Gang members in New Jersey's capital city are being tracked down, and then offered job training, an assortment of social services and counseling.

David Matthau, Townsquare Media

It's part of the Trenton Violence Reduction Strategy initiative.

"The message is simple. We will bend over backwards to help you, however if you want to continue to wage war on the streets of Trenton, we will come at you with everything that we have got, we will find you and we will put you away," says Acting Attorney General John Hoffman.

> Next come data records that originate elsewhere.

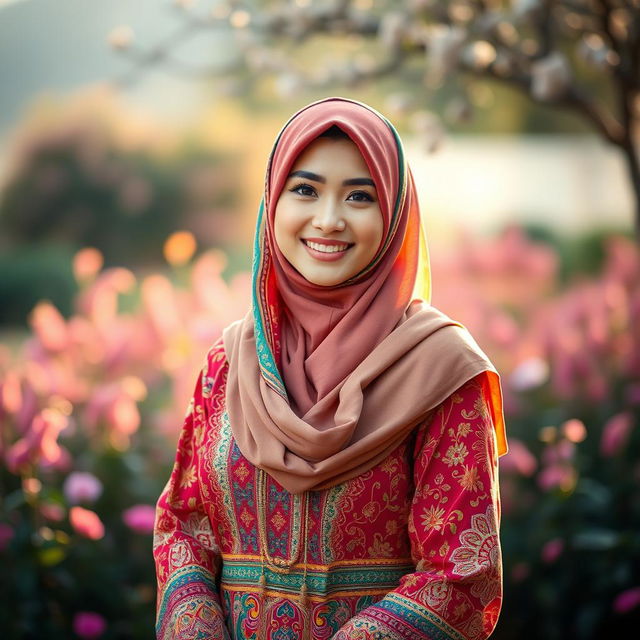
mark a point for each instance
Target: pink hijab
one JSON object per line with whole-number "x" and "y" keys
{"x": 325, "y": 381}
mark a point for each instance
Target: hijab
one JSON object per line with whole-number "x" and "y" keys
{"x": 325, "y": 381}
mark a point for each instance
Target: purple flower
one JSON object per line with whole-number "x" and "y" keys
{"x": 140, "y": 518}
{"x": 552, "y": 550}
{"x": 81, "y": 486}
{"x": 6, "y": 534}
{"x": 89, "y": 625}
{"x": 627, "y": 600}
{"x": 615, "y": 434}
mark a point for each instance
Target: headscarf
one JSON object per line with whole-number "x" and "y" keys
{"x": 325, "y": 381}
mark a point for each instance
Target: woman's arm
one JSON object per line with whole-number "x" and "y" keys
{"x": 456, "y": 590}
{"x": 184, "y": 547}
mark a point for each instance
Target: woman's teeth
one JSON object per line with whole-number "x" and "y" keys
{"x": 327, "y": 248}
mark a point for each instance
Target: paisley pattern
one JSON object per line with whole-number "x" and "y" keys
{"x": 407, "y": 550}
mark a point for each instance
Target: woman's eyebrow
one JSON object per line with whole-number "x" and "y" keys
{"x": 317, "y": 178}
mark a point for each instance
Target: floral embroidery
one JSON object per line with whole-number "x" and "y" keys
{"x": 405, "y": 551}
{"x": 456, "y": 454}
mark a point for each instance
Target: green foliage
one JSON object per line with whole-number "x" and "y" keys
{"x": 31, "y": 274}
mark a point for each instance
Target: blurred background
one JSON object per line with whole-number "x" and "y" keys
{"x": 133, "y": 143}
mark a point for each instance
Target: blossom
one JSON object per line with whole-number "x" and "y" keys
{"x": 40, "y": 442}
{"x": 86, "y": 523}
{"x": 88, "y": 625}
{"x": 518, "y": 459}
{"x": 140, "y": 518}
{"x": 82, "y": 486}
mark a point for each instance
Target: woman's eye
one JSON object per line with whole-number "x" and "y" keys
{"x": 303, "y": 190}
{"x": 360, "y": 196}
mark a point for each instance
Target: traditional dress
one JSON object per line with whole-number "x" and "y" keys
{"x": 336, "y": 474}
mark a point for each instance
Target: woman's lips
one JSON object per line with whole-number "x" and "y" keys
{"x": 328, "y": 255}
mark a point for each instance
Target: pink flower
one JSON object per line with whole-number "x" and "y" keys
{"x": 140, "y": 518}
{"x": 552, "y": 550}
{"x": 529, "y": 374}
{"x": 519, "y": 459}
{"x": 6, "y": 535}
{"x": 40, "y": 443}
{"x": 81, "y": 486}
{"x": 627, "y": 600}
{"x": 86, "y": 523}
{"x": 52, "y": 511}
{"x": 615, "y": 434}
{"x": 88, "y": 625}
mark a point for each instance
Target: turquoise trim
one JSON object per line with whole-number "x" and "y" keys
{"x": 264, "y": 352}
{"x": 418, "y": 616}
{"x": 192, "y": 574}
{"x": 350, "y": 578}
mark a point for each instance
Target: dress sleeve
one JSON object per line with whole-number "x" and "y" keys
{"x": 456, "y": 589}
{"x": 185, "y": 551}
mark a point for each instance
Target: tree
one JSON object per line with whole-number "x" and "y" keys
{"x": 577, "y": 55}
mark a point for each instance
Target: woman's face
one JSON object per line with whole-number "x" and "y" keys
{"x": 328, "y": 223}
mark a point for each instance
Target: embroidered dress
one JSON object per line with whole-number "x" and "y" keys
{"x": 407, "y": 550}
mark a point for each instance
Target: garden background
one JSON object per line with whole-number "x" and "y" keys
{"x": 134, "y": 143}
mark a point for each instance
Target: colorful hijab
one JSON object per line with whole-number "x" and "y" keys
{"x": 324, "y": 382}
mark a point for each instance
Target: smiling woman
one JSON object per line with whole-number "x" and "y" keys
{"x": 328, "y": 226}
{"x": 336, "y": 474}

He says gang members are being told you can either spend a productive life being proud of that choice and satisfied with your accomplishments, "or you can spend the rest of your life, or at least a significant amount of time whiling away in prison praying to God that you have this opportunity and this choice back," Hoffman cautioned.

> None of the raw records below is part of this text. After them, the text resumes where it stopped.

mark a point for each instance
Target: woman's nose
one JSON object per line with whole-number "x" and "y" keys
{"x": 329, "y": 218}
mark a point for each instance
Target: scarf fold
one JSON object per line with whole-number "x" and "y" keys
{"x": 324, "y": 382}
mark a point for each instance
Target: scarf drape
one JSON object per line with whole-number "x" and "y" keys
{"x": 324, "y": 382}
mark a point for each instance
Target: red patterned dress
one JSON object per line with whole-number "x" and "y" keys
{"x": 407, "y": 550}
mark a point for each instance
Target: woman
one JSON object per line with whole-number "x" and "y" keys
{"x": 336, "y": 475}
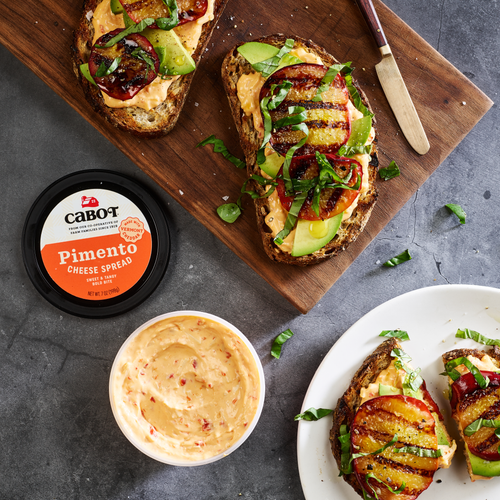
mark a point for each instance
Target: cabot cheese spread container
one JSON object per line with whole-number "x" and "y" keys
{"x": 96, "y": 243}
{"x": 187, "y": 388}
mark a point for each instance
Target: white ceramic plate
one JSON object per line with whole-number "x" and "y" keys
{"x": 431, "y": 316}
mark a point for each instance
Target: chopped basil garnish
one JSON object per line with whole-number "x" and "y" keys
{"x": 398, "y": 334}
{"x": 455, "y": 374}
{"x": 313, "y": 414}
{"x": 229, "y": 212}
{"x": 103, "y": 70}
{"x": 395, "y": 492}
{"x": 345, "y": 451}
{"x": 167, "y": 23}
{"x": 279, "y": 341}
{"x": 136, "y": 28}
{"x": 471, "y": 334}
{"x": 220, "y": 148}
{"x": 399, "y": 259}
{"x": 419, "y": 452}
{"x": 458, "y": 211}
{"x": 330, "y": 75}
{"x": 270, "y": 65}
{"x": 389, "y": 172}
{"x": 481, "y": 422}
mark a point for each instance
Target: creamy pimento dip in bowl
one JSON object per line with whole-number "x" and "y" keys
{"x": 187, "y": 388}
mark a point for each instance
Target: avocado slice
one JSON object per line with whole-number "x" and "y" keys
{"x": 482, "y": 467}
{"x": 360, "y": 131}
{"x": 306, "y": 242}
{"x": 272, "y": 164}
{"x": 255, "y": 52}
{"x": 388, "y": 390}
{"x": 174, "y": 58}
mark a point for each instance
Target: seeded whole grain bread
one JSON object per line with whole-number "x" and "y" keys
{"x": 158, "y": 121}
{"x": 347, "y": 405}
{"x": 234, "y": 66}
{"x": 494, "y": 354}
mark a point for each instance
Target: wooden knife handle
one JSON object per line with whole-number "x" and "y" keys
{"x": 368, "y": 10}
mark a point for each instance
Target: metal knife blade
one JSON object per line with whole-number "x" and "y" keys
{"x": 393, "y": 84}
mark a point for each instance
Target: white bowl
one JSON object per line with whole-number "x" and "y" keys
{"x": 140, "y": 443}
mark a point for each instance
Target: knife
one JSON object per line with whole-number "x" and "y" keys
{"x": 393, "y": 85}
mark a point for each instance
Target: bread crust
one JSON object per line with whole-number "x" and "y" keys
{"x": 234, "y": 66}
{"x": 158, "y": 121}
{"x": 348, "y": 404}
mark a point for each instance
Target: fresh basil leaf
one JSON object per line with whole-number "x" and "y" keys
{"x": 458, "y": 211}
{"x": 136, "y": 28}
{"x": 400, "y": 355}
{"x": 472, "y": 334}
{"x": 271, "y": 65}
{"x": 220, "y": 148}
{"x": 279, "y": 341}
{"x": 345, "y": 451}
{"x": 398, "y": 334}
{"x": 327, "y": 80}
{"x": 313, "y": 414}
{"x": 455, "y": 374}
{"x": 399, "y": 259}
{"x": 358, "y": 101}
{"x": 389, "y": 172}
{"x": 419, "y": 452}
{"x": 229, "y": 212}
{"x": 103, "y": 70}
{"x": 167, "y": 23}
{"x": 84, "y": 68}
{"x": 481, "y": 422}
{"x": 395, "y": 492}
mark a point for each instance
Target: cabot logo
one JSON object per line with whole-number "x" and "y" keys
{"x": 89, "y": 201}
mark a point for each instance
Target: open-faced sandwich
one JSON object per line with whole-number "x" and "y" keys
{"x": 307, "y": 132}
{"x": 388, "y": 436}
{"x": 474, "y": 378}
{"x": 136, "y": 59}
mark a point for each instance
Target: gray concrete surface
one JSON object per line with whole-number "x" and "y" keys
{"x": 57, "y": 434}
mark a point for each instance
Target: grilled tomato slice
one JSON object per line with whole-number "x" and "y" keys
{"x": 473, "y": 403}
{"x": 374, "y": 425}
{"x": 189, "y": 10}
{"x": 332, "y": 201}
{"x": 134, "y": 71}
{"x": 328, "y": 120}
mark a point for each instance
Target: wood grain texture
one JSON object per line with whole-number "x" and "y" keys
{"x": 199, "y": 179}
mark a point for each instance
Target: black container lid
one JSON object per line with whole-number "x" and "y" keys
{"x": 96, "y": 243}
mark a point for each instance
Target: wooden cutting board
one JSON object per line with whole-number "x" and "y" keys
{"x": 40, "y": 34}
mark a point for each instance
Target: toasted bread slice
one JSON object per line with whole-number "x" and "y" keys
{"x": 416, "y": 477}
{"x": 233, "y": 67}
{"x": 481, "y": 403}
{"x": 161, "y": 119}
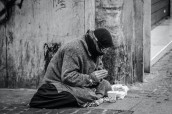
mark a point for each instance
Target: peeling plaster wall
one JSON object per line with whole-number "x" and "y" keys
{"x": 29, "y": 27}
{"x": 125, "y": 21}
{"x": 32, "y": 23}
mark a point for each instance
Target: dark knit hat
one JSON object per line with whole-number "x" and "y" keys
{"x": 104, "y": 37}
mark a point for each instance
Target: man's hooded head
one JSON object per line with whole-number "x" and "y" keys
{"x": 97, "y": 40}
{"x": 104, "y": 37}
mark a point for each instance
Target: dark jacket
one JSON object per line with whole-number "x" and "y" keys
{"x": 70, "y": 69}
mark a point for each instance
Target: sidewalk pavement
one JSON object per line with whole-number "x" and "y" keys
{"x": 153, "y": 96}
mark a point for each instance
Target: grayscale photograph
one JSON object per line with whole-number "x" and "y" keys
{"x": 85, "y": 57}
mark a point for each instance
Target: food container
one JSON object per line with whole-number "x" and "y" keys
{"x": 112, "y": 96}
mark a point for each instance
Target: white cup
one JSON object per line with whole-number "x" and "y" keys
{"x": 112, "y": 96}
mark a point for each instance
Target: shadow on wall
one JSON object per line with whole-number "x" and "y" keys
{"x": 49, "y": 50}
{"x": 6, "y": 9}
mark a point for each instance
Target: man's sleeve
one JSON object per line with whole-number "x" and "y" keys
{"x": 71, "y": 71}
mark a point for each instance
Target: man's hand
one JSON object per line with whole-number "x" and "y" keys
{"x": 100, "y": 74}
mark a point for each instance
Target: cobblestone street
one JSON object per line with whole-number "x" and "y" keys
{"x": 153, "y": 96}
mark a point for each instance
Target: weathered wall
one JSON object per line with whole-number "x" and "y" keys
{"x": 170, "y": 7}
{"x": 147, "y": 34}
{"x": 30, "y": 26}
{"x": 124, "y": 18}
{"x": 32, "y": 23}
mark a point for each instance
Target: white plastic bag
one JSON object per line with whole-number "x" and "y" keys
{"x": 120, "y": 90}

Hoffman adds we cannot 'arrest' our way out of the problems in Trenton, which is why the AG's office is providing over $1 million over the next 3 years for the Trenton Violence Reduction Strategy.

The initiative, developed by the Trenton Police, the Attorney General's Office, and professors at TCNJ and Rutgers, is based on evidence-based models, such as Ceasefire and Project Safe Neighborhoods that have proven to be successful.

Hoffman also says beefed-up State Police patrols in Trenton's most dangerous neighborhoods, and a "no plea-deal" approach for criminal suspects caught carrying guns will continue indefinitely.